There are a couple of different paths someone can take to become an oral and maxillofacial surgeon in the United States. For example, after dental school, you can apply for a surgical residency approved by the American Dental Association’s Commission of Dental Accreditation. The surgical residencies for oral and maxillofacial surgeons are usually four to six years. After completion of the residency, surgeons can take a written and oral exam to become board certified in oral and maxillofacial surgery.
The second path is to earn dual degrees as both a dentist and medical doctor. Several training programs and residencies provide medical education concurrently, which is incorporated into the oral and maxillofacial residency. This route results in a medical degree also being awarded. Although program length may vary, it often takes six years to complete a dual degree. Other programs integrate different degrees into the surgical residency, such as a Ph.D. As would be expected with dual degree programs, the work is intense.
Work environment, opportunities and salary
Oral and maxillofacial surgeons work for hospitals, large medical centers and dental practices. Similar to other dental and medical specialties, oral surgeons need to have strong leadership skills. They also need to be detail oriented, since many surgeries require that even the smallest detail be followed exactly.
Physically, surgeons need to have steady hands and stamina. Oral surgery often involves hours spent on your feet. As a maxillofacial surgeon, you will also need to be able to handle stress and stay calm in difficult situations.
Advancement opportunities may include becoming a professor at a dental school or supervising residents in training. In addition to working for a dental practice or healthcare facility, many oral and maxillofacial surgeons open up their own practices.
The salary for an oral surgeon will depend on the amount of experience the doctor has, their geographic location and what type of facility or practice they work for. According to Forbes Magazine, the average salary for an oral and maxillofacial surgeon in the United States in 2013 was $218,000 a year.
Pros and Cons
As with all careers in healthcare, there are pros and cons to becoming an oral and maxillofacial surgeon. The amount of time it takes to train to become an oral surgeon is lengthy. Four years of undergrad work, four years of dental school and four to six years of residency is a long time. Some people may see this as a negative. The cost of schooling for that long also needs to be taken into consideration when choosing a career path.
In addition, oral and maxillofacial surgeons often work very long hours.
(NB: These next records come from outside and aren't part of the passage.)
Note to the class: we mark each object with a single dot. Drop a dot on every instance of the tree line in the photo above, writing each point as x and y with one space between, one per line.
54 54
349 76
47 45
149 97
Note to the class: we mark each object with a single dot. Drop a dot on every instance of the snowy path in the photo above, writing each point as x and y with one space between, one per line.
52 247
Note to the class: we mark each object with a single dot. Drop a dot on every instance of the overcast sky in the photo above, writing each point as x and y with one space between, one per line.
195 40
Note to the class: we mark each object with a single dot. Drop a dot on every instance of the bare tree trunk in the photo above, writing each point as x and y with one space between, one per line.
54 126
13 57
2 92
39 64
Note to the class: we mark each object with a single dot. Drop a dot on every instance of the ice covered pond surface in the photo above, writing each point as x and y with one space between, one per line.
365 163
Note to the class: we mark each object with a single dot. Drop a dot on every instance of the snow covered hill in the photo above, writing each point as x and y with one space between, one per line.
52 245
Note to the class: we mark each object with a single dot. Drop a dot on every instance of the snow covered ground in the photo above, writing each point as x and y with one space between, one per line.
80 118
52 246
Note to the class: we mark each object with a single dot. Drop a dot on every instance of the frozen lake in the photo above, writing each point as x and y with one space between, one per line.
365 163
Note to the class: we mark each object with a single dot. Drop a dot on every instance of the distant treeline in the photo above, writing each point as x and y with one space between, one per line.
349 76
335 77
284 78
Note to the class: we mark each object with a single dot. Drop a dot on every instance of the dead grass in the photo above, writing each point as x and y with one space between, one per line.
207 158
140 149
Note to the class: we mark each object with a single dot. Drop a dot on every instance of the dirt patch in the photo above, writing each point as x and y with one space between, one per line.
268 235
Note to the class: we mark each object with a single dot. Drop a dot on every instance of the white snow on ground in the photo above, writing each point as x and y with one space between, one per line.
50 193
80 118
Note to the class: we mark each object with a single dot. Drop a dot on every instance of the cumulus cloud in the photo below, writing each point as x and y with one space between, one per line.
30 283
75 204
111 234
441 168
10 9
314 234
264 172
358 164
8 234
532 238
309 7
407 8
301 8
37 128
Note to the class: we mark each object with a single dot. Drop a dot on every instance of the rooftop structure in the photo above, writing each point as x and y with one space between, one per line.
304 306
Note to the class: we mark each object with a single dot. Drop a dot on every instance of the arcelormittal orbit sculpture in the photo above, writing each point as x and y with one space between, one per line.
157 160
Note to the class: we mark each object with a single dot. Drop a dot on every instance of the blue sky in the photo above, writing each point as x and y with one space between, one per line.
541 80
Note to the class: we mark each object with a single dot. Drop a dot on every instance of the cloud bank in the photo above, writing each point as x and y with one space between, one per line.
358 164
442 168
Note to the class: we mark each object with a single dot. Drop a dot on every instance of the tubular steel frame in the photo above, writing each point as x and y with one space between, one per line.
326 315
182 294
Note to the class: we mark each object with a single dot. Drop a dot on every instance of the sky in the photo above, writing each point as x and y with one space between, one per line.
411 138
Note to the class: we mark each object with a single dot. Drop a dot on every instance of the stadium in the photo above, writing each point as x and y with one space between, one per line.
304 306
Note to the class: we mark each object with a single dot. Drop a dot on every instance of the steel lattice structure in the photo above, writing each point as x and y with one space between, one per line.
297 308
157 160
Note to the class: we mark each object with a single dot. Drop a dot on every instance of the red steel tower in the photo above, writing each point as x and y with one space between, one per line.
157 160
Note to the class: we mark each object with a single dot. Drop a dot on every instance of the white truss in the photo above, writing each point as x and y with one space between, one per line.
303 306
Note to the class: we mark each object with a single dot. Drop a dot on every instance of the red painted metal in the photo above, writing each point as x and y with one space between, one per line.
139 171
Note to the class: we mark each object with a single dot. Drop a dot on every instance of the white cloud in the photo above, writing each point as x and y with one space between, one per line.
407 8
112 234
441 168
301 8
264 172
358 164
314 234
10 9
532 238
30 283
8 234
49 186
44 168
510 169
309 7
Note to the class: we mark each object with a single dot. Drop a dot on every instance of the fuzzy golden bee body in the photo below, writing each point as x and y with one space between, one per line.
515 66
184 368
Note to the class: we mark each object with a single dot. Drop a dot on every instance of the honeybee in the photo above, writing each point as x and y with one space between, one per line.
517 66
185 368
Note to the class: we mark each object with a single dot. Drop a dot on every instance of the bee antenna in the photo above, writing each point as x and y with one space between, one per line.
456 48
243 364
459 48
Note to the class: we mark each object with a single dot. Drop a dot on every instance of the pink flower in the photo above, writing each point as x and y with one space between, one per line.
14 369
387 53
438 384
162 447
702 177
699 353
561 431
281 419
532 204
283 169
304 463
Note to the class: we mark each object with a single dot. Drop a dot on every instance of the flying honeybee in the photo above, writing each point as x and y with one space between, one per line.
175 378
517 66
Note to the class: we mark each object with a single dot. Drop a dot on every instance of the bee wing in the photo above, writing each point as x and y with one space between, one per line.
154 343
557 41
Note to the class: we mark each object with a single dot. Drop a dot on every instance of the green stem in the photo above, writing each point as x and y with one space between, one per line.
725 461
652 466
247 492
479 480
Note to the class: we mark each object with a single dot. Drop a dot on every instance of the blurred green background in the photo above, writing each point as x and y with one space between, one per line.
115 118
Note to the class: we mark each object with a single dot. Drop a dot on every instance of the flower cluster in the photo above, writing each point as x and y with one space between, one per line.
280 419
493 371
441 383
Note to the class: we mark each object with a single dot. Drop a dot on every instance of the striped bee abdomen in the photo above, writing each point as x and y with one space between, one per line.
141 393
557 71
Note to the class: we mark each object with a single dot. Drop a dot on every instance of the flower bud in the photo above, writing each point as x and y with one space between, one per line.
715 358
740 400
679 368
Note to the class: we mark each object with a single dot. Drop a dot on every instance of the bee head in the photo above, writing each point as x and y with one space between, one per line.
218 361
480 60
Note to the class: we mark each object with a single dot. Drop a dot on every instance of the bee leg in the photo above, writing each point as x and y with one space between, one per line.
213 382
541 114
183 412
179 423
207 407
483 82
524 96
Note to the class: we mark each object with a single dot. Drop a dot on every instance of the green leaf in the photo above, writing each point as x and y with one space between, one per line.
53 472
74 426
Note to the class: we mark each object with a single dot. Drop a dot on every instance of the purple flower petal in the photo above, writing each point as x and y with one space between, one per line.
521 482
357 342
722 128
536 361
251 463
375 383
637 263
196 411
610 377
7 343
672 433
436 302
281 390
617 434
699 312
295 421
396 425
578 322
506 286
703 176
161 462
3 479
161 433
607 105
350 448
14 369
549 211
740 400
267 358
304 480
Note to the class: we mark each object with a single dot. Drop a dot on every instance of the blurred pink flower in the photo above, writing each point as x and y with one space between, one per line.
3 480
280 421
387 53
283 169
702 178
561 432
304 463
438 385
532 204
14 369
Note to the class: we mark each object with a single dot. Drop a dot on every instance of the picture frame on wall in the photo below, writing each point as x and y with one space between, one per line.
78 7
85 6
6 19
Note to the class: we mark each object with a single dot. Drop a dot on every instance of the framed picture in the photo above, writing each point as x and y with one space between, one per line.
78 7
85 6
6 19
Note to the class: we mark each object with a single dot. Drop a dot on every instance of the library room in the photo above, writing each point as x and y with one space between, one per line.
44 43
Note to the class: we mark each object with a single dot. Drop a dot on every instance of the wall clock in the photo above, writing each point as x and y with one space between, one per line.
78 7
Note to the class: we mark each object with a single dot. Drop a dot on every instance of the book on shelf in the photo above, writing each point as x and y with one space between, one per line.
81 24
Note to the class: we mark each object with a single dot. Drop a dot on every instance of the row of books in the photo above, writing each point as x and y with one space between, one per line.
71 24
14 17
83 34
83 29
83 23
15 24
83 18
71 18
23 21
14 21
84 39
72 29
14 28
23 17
Surgery within the oral cavity and maxillofacial area is often very complex and can be high pressure. Oral surgeons may also need to be on call since emergencies that require immediate treatment may occur.
On the plus side, the work can be very challenging and extremely interesting. Surgeons often treat patients with a variety of conditions and injuries. The variety of work can keep the job exciting. Most people who go into oral and maxillofacial surgery probably enjoy learning. The field is always evolving, which presents many ongoing opportunities to learn new skills and procedures.
Working as an oral and maxillofacial surgeon can also be very rewarding. Facial and oral abnormalities may not only interfere with a person’s ability to function normally, it can impact every aspect of their life. Surgeons have the opportunity to restore a person’s ability to eat, talk and live normally. Oral and maxillofacial surgeons do not only restore function and appearance—they restore lives. Playing a part in something like that can be worth all the time and money that went into training.